日本ハム斎藤佑樹投手(27)が真の復活へ歩み出した。フェニックスリーグの阪神戦に先発も4回9安打4失点。開口一番、自らをダメ出しした。「やばいっすね。今日は良くなかった」。毎回得点圏に走者を背負う投球だった。苦笑いしながら、悪戦苦闘した理由を説明した。「投球フォームを来季へ向けて、いろいろやっているんです」。新たな試みに着手していた。

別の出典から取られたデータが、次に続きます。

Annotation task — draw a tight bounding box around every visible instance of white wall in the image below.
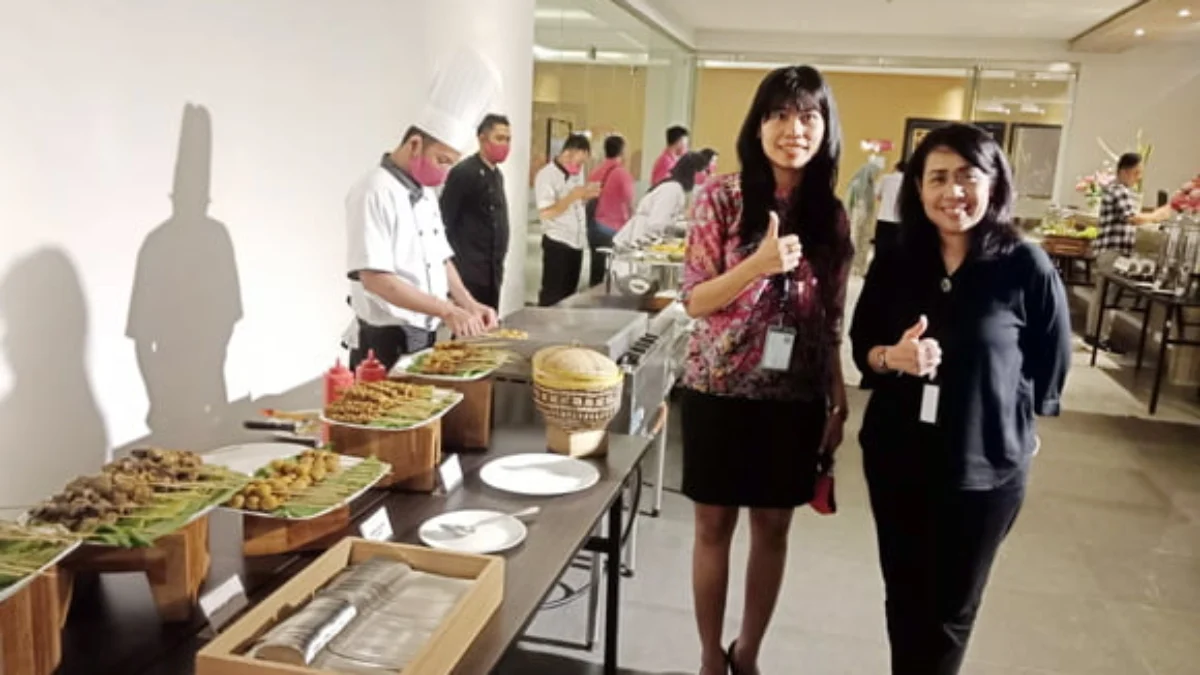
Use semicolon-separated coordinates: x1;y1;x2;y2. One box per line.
0;0;534;508
1058;44;1200;204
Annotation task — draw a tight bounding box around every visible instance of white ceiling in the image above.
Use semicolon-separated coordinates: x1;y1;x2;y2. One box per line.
646;0;1135;40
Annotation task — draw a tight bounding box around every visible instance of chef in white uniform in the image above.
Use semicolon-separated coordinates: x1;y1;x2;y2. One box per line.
346;50;500;369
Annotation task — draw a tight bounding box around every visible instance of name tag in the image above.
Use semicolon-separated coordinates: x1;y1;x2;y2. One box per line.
758;328;796;371
199;574;250;633
920;384;942;424
438;455;462;494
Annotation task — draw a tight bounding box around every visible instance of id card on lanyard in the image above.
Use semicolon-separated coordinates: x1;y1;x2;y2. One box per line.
758;275;796;372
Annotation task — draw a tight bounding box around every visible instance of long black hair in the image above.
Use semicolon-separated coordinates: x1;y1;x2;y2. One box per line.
738;66;852;269
899;124;1021;263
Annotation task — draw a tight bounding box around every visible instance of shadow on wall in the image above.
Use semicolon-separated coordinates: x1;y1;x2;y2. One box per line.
0;249;108;508
125;104;242;450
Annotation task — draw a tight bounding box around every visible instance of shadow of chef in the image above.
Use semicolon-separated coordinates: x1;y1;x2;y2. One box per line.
0;249;108;506
125;104;242;450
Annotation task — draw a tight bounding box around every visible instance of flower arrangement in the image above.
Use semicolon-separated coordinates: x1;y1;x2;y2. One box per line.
1171;174;1200;216
1075;168;1116;202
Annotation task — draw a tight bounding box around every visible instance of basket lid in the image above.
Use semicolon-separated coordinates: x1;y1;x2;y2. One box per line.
533;345;622;382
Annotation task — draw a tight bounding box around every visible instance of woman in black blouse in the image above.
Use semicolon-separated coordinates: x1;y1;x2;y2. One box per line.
850;125;1070;675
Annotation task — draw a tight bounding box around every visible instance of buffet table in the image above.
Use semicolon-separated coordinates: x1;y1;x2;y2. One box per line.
1088;266;1200;414
59;406;652;675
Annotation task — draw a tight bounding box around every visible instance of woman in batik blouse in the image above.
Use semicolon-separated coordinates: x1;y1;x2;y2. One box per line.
683;66;853;675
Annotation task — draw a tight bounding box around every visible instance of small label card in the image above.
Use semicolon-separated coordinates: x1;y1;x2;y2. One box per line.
200;574;250;633
438;455;462;495
359;507;392;542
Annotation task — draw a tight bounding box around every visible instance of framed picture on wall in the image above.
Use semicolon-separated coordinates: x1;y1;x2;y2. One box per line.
546;118;575;161
901;118;950;161
1008;123;1062;199
971;121;1008;148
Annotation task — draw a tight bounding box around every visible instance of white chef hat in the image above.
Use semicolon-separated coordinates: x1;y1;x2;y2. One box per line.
416;48;500;154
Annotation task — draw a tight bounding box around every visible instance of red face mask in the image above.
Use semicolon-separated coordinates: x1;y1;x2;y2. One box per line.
484;143;511;165
408;155;450;187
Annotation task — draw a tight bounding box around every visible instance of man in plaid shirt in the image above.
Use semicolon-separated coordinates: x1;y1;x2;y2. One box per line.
1085;153;1171;353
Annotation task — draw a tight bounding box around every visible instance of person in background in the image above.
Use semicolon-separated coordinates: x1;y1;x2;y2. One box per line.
440;114;512;311
850;124;1072;675
1084;153;1171;353
614;153;708;245
696;148;719;186
682;66;853;675
650;126;688;185
875;160;905;257
346;50;500;369
588;135;634;286
533;133;600;307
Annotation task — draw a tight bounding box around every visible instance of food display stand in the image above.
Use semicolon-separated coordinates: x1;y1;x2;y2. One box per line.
59;515;212;622
0;568;71;675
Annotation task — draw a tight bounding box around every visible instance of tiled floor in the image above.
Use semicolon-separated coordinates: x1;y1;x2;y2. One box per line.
502;237;1200;675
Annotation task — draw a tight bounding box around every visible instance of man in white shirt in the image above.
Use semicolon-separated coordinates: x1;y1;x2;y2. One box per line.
875;160;905;257
533;133;600;307
346;50;499;369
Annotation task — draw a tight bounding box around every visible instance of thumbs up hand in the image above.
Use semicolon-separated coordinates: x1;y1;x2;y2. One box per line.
887;315;942;377
752;211;803;276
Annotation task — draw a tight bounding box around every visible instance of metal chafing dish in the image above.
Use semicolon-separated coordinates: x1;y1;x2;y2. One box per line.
493;285;690;635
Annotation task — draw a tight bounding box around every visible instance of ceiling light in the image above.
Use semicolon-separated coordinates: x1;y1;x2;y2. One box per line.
533;7;596;23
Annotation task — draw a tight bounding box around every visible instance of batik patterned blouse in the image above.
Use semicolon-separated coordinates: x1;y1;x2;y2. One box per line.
683;174;853;400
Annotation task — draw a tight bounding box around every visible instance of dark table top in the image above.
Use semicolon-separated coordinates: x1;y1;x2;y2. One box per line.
58;389;650;675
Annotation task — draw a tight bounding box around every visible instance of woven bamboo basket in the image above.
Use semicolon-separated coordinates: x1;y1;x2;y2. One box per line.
533;347;624;456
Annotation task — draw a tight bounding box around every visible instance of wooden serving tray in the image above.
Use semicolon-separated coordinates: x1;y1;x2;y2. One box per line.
59;515;212;622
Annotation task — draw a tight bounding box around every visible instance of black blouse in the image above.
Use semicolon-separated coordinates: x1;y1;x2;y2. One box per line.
442;154;509;296
850;241;1072;490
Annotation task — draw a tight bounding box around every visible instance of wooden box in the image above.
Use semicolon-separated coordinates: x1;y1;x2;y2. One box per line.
404;374;492;450
196;538;504;675
0;568;71;675
329;417;441;492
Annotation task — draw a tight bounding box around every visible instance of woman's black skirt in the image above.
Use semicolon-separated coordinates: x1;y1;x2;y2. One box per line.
682;389;828;508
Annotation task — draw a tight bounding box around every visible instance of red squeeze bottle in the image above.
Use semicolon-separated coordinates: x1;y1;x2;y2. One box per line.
356;350;388;382
325;359;354;406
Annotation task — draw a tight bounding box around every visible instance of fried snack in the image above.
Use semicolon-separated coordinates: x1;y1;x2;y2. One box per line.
408;341;509;377
224;450;342;513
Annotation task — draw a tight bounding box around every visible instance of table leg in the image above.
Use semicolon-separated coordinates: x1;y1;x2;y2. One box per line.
604;490;625;675
1092;276;1109;366
650;426;667;518
1146;305;1183;414
1134;300;1154;371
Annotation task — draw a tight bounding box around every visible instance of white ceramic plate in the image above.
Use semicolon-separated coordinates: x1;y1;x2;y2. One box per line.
418;510;528;555
202;443;391;520
479;453;600;497
389;347;504;382
320;389;463;431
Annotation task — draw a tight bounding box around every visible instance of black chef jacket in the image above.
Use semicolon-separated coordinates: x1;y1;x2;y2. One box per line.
850;241;1072;490
442;154;509;309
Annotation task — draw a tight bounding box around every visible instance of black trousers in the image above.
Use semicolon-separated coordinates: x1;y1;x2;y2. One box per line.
588;219;617;287
864;448;1025;675
350;321;437;370
538;235;583;307
462;279;500;311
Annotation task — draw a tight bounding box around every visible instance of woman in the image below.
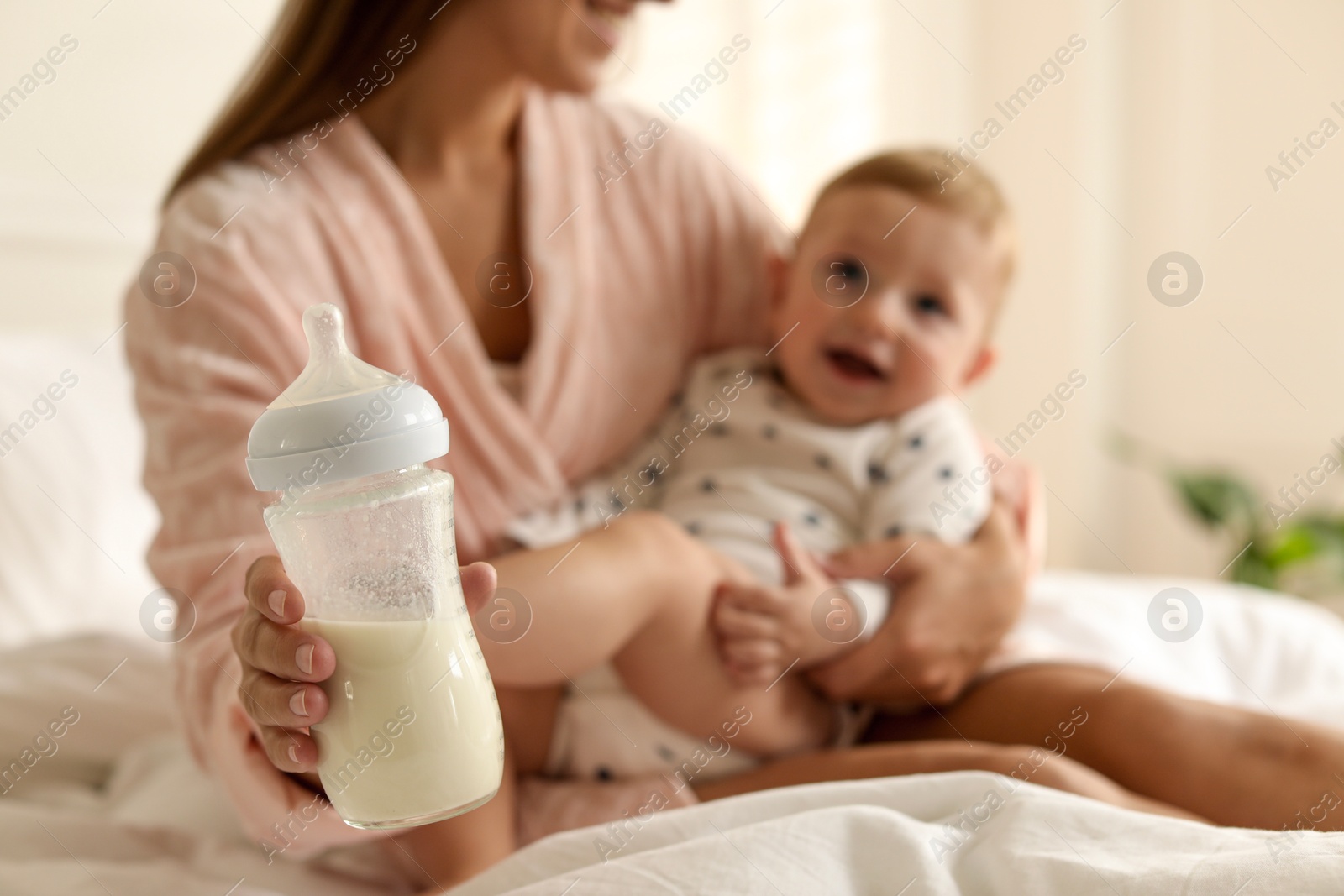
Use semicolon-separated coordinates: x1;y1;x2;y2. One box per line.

 来季へ、直球の力強さを追求する。この日は、これまで以上にテークバックを大きくすることを意識した。「やっぱり真っすぐが良くないと他の変化球も生きない」。直球を磨き直し、シーズン終盤に手応えをつかんだフォークなど変化球を、より有効にする考えだ。

 バージョンアップへ向けた初戦は「うまくいかなかった」。リリースポイントのタイミングなど、新たな投球動作に感覚が付いていかなかった。結果は出なかったが「指にかかったボールは『あっ』と思うものもあった」と、収穫もあった。バッテリーを組んだ石川亮には直球を多く要求するよう頼むなど、確かな意図を持ったシーズン終了後の最初の実戦だった。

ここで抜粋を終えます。